Setting financial goals is at the heart of both business finance management and personal finance management. Creating financial goals starts by deciding on a list of objectives for how money should be both earned and spent and then developing a plan for meeting those objectives. For example, the financial objective for a business could be to make more in sales then the company spends on supplies, while a financial objective for an individual could be to build an emergency savings account. Once objectives are determined, the business and the individual can create a timeline for meeting the objectives, such as several months or several years.

Budgets are vital financial management techniques for businesses, charities, families, and individuals. Creating a budget requires the financial planner to determine the amount of income brought in each month and to subtract all of the monthly expenses from that income. For example, a business may estimate their average monthly sales and subtract the cost of leasing a retail space, paying utility bills, paying employees, and purchasing supplies from that income. A family may calculate the monthly take home pay for every working adult and subtract the cost of mortgage payments, insurance premiums, utility bills, groceries, and other household expenses. As is the goal with most financial management techniques, having a budget helps keep the business or family unit from overspending and becoming overwhelmed with debts or other financial obligations.

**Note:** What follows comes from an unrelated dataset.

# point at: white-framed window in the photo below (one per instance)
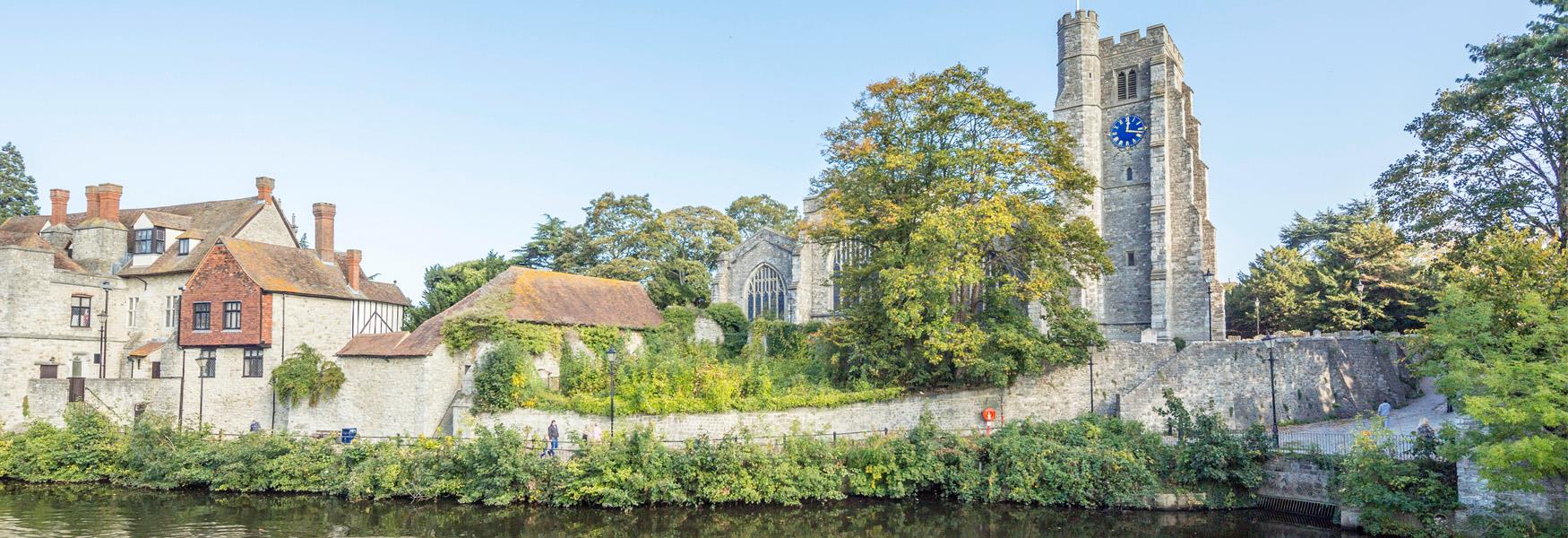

Tracking spending is another of the financial management techniques that apply to both businesses and individuals. Businesses often track spending through bookkeeping, which is the process of recording both incoming money and outgoing expenses. A business may keep these records as a way to ensure that the company stays within the projected budget and as necessary record-keeping for the Internal Revenue Service (IRS)

Individuals and families often track spending by keeping a written or typed record of every expense throughout the month. For example, a family may track all of their paid bills as well as necessary expenses, such as groceries and variable expenses such as dining out. Tracking expenses can also help a family or individual stay within their budget.